Mike H,
Just a little bit of trivia, totally meaningless probably, but maybe helpful in some way. Texas is right on the dividing line between the "East" and the "West." This is true geographically and in other ways.
I don't know if they still do so, but the Ft. Worth promoters used to declare that their city was "out where the West begins." And they were correct, the 98th meridian being the official dividing line between East and West. The part of Texas (roughly speaking) east of that line is basically, as you refer to it, "ol' South" (always capitalized by southerners, BTW, who would also capitalize "southerners").
My wife, who was born and spent her first 21 or so years in the Houston area is from "the Old South." I, who was born and spent the first 32 years of my life some 300 or so miles west of Ft. worth, am a "westerner." In fact, I am now 56, and, though I have never lived east of the 98th meridian, I did spend eleven years as a "displaced person" in western Oklahoma. I now live as far west as you can get in Texas without moving into Mexico.

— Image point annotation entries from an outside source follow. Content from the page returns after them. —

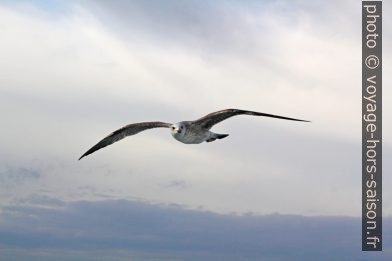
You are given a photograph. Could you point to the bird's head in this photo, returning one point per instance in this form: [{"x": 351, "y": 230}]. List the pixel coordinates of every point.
[{"x": 177, "y": 128}]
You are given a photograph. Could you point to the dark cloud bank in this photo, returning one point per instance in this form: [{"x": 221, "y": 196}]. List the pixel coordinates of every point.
[{"x": 50, "y": 229}]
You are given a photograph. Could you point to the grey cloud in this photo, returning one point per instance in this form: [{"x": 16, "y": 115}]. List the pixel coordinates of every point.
[
  {"x": 126, "y": 229},
  {"x": 12, "y": 176}
]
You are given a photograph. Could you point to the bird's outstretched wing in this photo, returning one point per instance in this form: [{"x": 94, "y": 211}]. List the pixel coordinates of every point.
[
  {"x": 125, "y": 131},
  {"x": 213, "y": 118}
]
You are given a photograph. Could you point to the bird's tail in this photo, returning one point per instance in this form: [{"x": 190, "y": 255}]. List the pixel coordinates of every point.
[{"x": 221, "y": 136}]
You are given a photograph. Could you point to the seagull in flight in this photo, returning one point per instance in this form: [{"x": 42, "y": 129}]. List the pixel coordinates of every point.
[{"x": 188, "y": 132}]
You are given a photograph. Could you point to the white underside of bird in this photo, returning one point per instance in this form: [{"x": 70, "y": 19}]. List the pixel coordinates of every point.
[{"x": 188, "y": 132}]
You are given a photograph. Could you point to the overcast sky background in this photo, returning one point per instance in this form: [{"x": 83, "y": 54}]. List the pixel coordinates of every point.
[{"x": 74, "y": 71}]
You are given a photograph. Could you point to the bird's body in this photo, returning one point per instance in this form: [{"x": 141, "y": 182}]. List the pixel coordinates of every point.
[{"x": 188, "y": 132}]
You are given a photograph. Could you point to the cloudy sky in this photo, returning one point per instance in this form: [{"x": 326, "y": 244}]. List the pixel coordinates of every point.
[{"x": 71, "y": 72}]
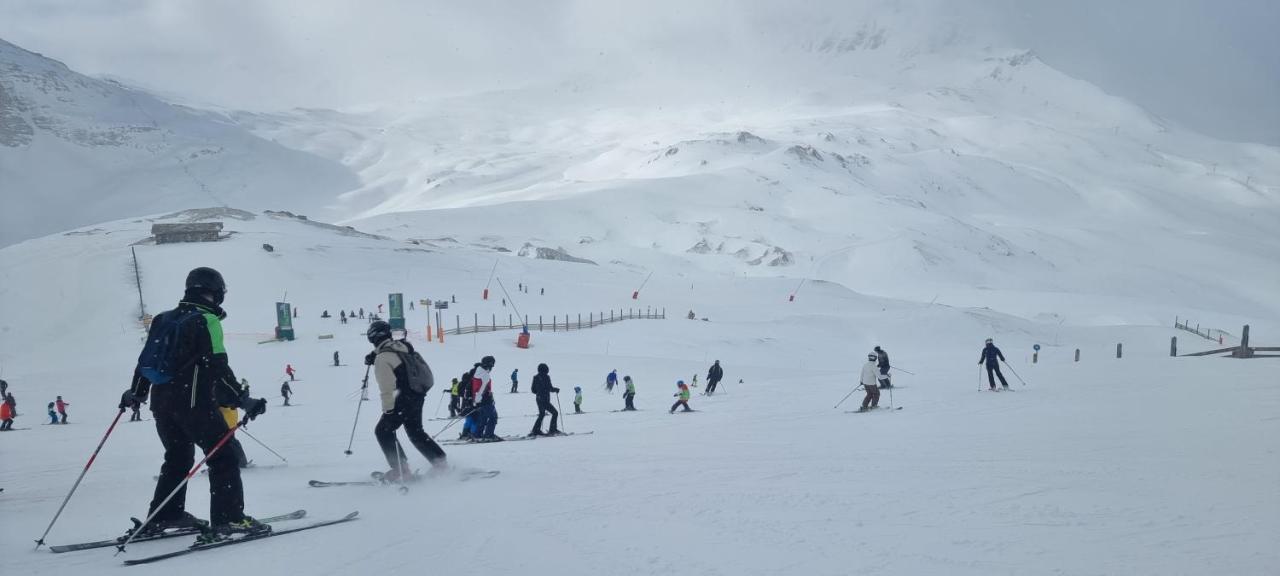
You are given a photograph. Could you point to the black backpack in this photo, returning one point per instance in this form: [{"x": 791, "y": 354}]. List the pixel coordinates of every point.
[{"x": 417, "y": 374}]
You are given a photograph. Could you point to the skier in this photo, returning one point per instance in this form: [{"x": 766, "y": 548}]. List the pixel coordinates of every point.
[
  {"x": 455, "y": 398},
  {"x": 868, "y": 379},
  {"x": 543, "y": 391},
  {"x": 681, "y": 397},
  {"x": 487, "y": 412},
  {"x": 713, "y": 376},
  {"x": 402, "y": 406},
  {"x": 882, "y": 364},
  {"x": 992, "y": 357},
  {"x": 630, "y": 394},
  {"x": 184, "y": 351},
  {"x": 5, "y": 416},
  {"x": 62, "y": 408}
]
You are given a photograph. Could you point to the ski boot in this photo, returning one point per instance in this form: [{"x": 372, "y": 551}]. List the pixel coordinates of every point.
[{"x": 246, "y": 526}]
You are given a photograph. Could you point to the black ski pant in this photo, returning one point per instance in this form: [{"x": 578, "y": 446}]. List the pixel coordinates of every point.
[
  {"x": 181, "y": 433},
  {"x": 544, "y": 407},
  {"x": 992, "y": 371},
  {"x": 408, "y": 414}
]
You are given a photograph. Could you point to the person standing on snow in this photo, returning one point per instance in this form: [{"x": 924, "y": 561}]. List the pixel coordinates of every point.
[
  {"x": 992, "y": 357},
  {"x": 882, "y": 365},
  {"x": 681, "y": 397},
  {"x": 402, "y": 406},
  {"x": 713, "y": 376},
  {"x": 487, "y": 411},
  {"x": 629, "y": 396},
  {"x": 186, "y": 357},
  {"x": 869, "y": 383},
  {"x": 543, "y": 389},
  {"x": 62, "y": 408}
]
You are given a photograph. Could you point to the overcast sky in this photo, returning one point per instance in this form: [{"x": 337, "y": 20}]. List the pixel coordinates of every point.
[{"x": 1212, "y": 65}]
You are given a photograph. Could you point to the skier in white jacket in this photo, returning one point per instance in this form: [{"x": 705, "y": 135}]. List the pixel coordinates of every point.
[{"x": 869, "y": 375}]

I ask your forgiveness for this indulgence, but actually, there is not one "Texas," but several, it is so vast and varied, both culturally and geographically. The folks in Austin (the legislature, etc.) hardly consider us out here a part of the state because we're so far west and there is so much barrenness between us.
This is such an important point to me because I am a former teacher of Texas history. I can't quite let it go, sorry. It seems that no matter how much there is to unite us, we always can find or manufacture more to divide us.
All of Texas historically has a heritage of keepin and using firearms, sometimes incorrectly and immorally. It is only fairly recently, historically, with urbanization, that the liberal mindset has come to the forefront, as is largely true elsewhere as I see it.
[This message has been edited by Rod WMG (edited September 16, 1999).]